I am not following you. No integer has an infinite number of digits. You can create an infinite list of integers, for example

1, 10, 100, 1000, . . .

but every integer in the list will have a finite number of digits.

[micatala]

If we try to run a diagonal line down this simplest finite list of numerals from zero to three we instantly find that we would need to claim that the numbers two (10) and three (11) are not on the list, but they are on the list.

You are missing Cantor's point. He is dealing with the infinite expansion of real numbers. You cannot apply finite arithmetic to infinities; eg. 1 + 10 = 11 but 1 + Aleph Null = Aleph Null.

YEs, he is missing the point in more than one way. For one, he is assuming that Cantor's argument applied to finite lists of numbers with finitely many digits is relevant to Cantor's argument as it really exists.

[micatala]

You cannot apply finite arithmetic to infinities;

In this specific proof not only can you apply finite arithmetic to this but you absolutely must apply it. If it can't even be made to work in a finite situation then it can hardly be extended to infinity.

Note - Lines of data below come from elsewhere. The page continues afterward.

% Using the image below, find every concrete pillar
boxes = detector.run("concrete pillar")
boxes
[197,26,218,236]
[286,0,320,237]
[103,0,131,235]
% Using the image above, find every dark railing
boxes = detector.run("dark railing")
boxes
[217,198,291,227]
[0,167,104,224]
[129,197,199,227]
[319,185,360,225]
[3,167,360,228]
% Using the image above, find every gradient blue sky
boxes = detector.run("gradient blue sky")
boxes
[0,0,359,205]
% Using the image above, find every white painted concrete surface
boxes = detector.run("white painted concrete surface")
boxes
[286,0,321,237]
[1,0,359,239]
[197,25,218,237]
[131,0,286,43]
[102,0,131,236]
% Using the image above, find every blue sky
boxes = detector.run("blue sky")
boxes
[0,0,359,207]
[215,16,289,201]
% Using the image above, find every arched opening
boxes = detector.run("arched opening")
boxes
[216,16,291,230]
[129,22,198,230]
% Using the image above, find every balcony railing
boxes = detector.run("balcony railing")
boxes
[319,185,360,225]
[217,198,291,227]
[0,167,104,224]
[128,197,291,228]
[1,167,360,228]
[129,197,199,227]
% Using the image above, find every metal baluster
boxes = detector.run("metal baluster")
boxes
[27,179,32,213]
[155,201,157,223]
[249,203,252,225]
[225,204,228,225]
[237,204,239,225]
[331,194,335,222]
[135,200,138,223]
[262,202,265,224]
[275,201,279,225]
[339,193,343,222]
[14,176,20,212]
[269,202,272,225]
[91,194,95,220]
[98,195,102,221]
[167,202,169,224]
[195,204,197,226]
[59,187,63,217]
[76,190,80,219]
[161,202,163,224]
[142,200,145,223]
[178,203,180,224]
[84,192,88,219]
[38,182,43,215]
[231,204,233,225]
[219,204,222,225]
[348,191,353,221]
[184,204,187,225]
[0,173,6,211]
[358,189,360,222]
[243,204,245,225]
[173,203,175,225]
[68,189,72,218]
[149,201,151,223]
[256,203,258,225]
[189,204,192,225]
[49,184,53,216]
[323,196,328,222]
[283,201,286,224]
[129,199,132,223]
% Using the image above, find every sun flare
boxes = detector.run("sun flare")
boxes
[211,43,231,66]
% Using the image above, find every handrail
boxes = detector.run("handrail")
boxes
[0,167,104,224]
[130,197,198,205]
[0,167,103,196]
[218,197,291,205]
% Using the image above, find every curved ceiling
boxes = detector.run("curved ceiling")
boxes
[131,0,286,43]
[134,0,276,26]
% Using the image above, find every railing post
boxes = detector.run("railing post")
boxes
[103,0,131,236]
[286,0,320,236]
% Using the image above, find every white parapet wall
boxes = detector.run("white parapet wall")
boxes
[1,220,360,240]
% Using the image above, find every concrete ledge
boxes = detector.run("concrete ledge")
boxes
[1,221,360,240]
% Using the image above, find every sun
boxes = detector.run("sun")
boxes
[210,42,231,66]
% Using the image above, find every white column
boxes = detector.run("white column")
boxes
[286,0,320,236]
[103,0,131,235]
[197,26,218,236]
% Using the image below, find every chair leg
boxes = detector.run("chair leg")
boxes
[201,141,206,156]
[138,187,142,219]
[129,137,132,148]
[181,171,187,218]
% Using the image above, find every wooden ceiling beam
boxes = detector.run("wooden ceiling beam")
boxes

This statement is simply not logical.

I can show that the natural numbers and the even natural numbers have the same cardinality by proving that the function f(n)=2n is a bijective, one to one correspondence between the two sets. In doing so, I have proven that a proper subset of the natural numbers (the even ones) has the same cardinality of the whole set of natural numbers. This can only happen with infinite sets.

No proper subset of a finite set can have the same cardinality as the whole set. So, it is false to say that if an argument does not work on finite sets it cannot work in the realm of the infinite.